The prevalence of and survival in Mucopolysaccharidosis I: Hurler, Hurler-Scheie and Scheie syndromes in the UK

Mucopolysaccharidosis type I (MPS I) is a panethnic, chronic and progressive, autosomal recessive lysosomal storage disease in which degradation of the glycoaminoglycans (GAGs) dermatan and heparan sulphate is deficient. First described by Hurler in 1919, a milder phenotype was later identified by Scheie in 1962 [1]. Currently three clinical syndromes are often referred to which, from severe through intermediate to mild phenotypes, are termed Hurler, Hurler-Scheie and Scheie.

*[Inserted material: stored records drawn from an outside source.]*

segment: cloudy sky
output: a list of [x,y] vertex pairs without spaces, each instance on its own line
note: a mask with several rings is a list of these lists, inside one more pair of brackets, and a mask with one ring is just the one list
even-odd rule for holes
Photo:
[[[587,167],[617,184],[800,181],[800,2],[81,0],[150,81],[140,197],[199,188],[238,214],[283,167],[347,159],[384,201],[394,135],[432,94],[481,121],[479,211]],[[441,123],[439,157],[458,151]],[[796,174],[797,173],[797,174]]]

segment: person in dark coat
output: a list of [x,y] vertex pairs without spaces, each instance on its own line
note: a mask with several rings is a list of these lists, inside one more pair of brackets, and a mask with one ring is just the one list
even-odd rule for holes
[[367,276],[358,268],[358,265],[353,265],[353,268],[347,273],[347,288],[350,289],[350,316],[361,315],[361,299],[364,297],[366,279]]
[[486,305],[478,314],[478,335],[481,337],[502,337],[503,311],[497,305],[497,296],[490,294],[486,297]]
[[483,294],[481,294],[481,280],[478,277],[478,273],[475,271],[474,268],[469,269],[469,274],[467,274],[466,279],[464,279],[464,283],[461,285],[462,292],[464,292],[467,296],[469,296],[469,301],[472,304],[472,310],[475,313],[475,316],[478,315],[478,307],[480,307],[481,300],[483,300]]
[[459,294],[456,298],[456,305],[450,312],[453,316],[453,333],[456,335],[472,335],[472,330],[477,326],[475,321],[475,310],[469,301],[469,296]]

It is clear however that this is an oversimplification and that the full phenotypic spectrum of disease forms a continuum.

The deficient enzyme in MPS I is α-L-iduronidase responsible for removing terminal iduronic acid residues during the sequential degradation of dermatan and heparan sulphates [1]. The disease is characterised by inappropriate storage of these GAGs with accompanying organ enlargement, the excretion of abnormal quantities of GAGs in urine, and disrupted GAG turnover that especially affects connective tissue [1]. The multi-system sequelae result in clinical manifestations that vary between individuals but may include mental retardation, skeletal abnormalities, enlarged liver and spleen, respiratory problems, heart disease and reduced life expectancy [1].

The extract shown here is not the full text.